Since Spirited Away is an animated film, there is a great deal of room for creativity and astounding imagery, complete with a giant bath house and some of the most unique strangest looking spirits and monsters. However, underneath the imaginative spirit world, Susan J. Napier says that “Spirited Away offers… a sharp critique of the materialism and toxicity of contemporary Japanese society through its complex vision of quasi-nostalgic fantastic realm threatened by pollution from within and without.” (Napier 2006: 288) Moral dilemmas are explored throughout the film, particularly a tension between pollution and cleanliness, or good and bad. The protagonist, Chihiro, is thrown into the spirit world when her and her parents wander into the spirit village.

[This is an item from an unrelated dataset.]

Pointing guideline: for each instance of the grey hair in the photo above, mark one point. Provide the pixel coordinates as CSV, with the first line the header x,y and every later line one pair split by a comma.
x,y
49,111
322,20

|Chihiro and Yubaba, the bath house|
Her parents eat the food of the spirits and are turned into pigs, and Chihiro’s adventure develops onto a quest to have her parents changed back (Miyazaki 2001). In order to do this, Chihiro goes to the bath house, the central feature of the spirit village, to get work so she can stay in the spirit world to help her parents. She enters into a state of liminality as the owner, Yubaba (see Figure 2), hires her and changes her name to Sen, effectively taking her identity. During Sen’s employment at the bath house she has to prove her worth, facing many challenging situations, often involving an unclean spirit who needs to be helped by her to become “clean” again (invoking the purity/impurity divide I mentioned before). In the end, Sen becomes Chihiro again, succeeds in having her parents changed back into humans and returns to the human world. In this way, the film follows a pattern of structuralism, as Sen/Chihiro is completing a journey where she must challenge good and evil in a “transitional space” that is indicative of structuralism (Gray 2010: 54)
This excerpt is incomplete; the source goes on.